16.3. Events Beyond Our Control. We are not in breach of this Developer Agreement or liable to you if there is any total or partial failure of performance resulting from any act, circumstance, event or matter beyond our reasonable control. This may include where such results from any act of God, fire, act of government or state or regulation, war, civil commotion, terrorism, insurrection, pandemic or widespread health emergency, inability to communicate with third parties for whatever reason, failure of any computer dealing or necessary system, failure or delay in transmission of communications, failure of any internet service provider, strike, industrial action or lock-out or any other reason beyond our reasonable control.
16.4. Publicity.
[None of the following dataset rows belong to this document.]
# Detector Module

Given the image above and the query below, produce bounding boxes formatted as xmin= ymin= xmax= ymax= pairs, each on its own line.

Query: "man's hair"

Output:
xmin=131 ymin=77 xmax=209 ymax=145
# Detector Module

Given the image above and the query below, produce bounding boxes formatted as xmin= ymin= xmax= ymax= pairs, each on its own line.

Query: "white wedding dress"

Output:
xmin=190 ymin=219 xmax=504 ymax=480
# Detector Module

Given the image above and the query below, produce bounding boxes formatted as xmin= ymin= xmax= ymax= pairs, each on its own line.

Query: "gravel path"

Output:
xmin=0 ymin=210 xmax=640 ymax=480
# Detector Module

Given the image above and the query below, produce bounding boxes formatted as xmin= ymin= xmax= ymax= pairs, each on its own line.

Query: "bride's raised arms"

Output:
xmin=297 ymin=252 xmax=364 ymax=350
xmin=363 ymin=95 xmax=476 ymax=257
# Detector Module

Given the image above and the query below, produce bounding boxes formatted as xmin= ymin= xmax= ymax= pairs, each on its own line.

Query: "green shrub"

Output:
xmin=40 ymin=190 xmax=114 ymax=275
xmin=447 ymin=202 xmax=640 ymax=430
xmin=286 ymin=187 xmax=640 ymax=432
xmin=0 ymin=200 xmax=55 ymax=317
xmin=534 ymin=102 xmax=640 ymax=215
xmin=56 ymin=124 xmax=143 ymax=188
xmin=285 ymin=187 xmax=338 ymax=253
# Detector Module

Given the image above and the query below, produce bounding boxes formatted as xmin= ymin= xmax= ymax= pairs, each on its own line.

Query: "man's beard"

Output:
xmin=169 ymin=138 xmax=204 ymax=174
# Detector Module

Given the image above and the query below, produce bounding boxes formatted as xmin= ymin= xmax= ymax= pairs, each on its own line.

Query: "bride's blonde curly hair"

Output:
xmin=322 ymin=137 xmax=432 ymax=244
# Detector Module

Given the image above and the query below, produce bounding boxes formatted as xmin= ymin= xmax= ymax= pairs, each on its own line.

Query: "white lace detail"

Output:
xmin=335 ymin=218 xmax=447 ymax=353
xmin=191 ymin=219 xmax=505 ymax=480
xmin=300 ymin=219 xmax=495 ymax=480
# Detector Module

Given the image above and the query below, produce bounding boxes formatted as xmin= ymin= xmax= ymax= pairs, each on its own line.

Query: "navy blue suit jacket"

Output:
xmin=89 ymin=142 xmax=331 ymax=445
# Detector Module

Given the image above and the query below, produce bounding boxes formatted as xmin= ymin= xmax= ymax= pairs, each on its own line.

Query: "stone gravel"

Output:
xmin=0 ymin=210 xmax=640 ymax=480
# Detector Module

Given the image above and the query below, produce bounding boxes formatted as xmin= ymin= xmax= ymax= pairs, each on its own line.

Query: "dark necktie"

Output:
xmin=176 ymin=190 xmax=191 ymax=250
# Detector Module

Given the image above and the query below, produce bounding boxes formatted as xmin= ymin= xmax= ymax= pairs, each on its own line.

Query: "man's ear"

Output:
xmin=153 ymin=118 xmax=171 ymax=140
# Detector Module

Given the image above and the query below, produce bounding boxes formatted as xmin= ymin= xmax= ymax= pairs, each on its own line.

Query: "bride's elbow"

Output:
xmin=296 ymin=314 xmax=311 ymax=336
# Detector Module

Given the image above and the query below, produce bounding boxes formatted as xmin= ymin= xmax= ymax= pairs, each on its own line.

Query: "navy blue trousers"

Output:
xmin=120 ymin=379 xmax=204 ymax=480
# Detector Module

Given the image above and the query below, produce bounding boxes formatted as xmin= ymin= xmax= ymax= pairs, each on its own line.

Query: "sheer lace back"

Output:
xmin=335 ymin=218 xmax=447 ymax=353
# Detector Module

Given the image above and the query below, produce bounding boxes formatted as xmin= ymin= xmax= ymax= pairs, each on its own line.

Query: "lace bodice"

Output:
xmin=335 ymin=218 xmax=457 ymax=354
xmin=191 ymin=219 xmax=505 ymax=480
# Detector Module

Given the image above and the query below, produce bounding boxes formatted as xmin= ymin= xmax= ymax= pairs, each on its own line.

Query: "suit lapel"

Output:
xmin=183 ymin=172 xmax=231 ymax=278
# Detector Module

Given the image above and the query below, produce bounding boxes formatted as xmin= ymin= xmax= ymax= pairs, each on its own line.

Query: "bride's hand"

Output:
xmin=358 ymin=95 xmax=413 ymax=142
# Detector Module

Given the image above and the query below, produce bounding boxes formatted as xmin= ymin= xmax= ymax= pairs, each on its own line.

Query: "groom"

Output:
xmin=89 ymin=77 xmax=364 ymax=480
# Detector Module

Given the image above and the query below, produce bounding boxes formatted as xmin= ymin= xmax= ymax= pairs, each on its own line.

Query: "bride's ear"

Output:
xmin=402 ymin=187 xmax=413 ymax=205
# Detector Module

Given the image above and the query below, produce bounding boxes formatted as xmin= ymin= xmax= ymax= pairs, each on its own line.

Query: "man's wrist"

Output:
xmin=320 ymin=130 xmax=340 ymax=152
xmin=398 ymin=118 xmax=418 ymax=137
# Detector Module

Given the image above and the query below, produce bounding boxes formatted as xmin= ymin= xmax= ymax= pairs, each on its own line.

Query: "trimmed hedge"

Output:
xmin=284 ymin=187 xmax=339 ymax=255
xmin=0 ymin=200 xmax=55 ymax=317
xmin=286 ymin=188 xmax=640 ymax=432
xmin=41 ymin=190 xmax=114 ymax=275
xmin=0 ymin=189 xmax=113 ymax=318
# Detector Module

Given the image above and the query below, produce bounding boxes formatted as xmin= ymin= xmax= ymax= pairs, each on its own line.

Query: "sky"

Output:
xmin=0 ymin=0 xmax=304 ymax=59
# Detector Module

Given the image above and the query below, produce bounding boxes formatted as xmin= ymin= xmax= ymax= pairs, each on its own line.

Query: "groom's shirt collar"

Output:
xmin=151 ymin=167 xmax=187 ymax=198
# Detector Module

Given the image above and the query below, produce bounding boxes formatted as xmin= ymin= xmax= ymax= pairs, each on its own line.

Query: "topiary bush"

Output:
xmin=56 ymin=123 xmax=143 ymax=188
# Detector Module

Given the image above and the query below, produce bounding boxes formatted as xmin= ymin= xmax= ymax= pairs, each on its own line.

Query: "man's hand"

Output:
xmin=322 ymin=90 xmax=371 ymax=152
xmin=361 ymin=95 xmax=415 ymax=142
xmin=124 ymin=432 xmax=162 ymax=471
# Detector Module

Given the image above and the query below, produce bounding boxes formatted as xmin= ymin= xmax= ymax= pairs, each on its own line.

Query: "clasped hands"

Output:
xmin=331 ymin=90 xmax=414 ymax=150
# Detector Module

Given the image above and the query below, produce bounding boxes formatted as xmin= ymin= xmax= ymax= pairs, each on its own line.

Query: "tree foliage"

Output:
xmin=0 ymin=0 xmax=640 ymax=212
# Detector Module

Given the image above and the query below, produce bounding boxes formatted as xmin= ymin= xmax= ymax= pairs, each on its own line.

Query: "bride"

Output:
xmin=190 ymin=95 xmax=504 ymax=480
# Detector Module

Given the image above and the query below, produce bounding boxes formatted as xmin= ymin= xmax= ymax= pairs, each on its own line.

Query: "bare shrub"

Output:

Unless otherwise agreed to in writing between you and Squarespace: (a) you will not use Squarespace’s trademarks, logos, signature, colors, layout, text, or other materials or Brand Assets in a way that implies partnership, sponsorship, endorsements from, or affiliation with Squarespace; (b) you will not create or use a mark that is confusingly similar to our trademarks, (c) your use of Squarespace’s marks or other Brand Assets is subject to our Brand Guidelines, (d) you will not publicize or release external announcements, including press releases, related to your Developer Product or your use of the Developer Tools without our prior written consent (please reach out via our press contact form) but this requirement does not prevent you from sharing information about your Developer Product and how it uses the Developer Tools with Your Users as long as you clearly convey therein that the Developer Product and use of the Developer Tools are not sponsored, endorsed, or certified by Squarespace, and (e) to prevent confusion, we require you to display the following notice prominently on your Developer Product: “The term ‘Squarespace’ is a trademark of Squarespace, Inc. and any use of Squarespace APIs or developer tooling is not an endorsement or certification by Squarespace.” In accordance with Section 7.1, we may terminate or suspend or disable the Developer Tools, Developer Agreement, or Developer Account, at any time in our sole discretion, for any reason (including, without limitation, breach of this Section 16.4), with or without notice, without any liability to you or your users.
16.5. Translation. This Developer Agreement was originally written in English. We may translate this Agreement into other languages. In the event of a conflict between a translated version and the English version, the English version will control except where prohibited by applicable law.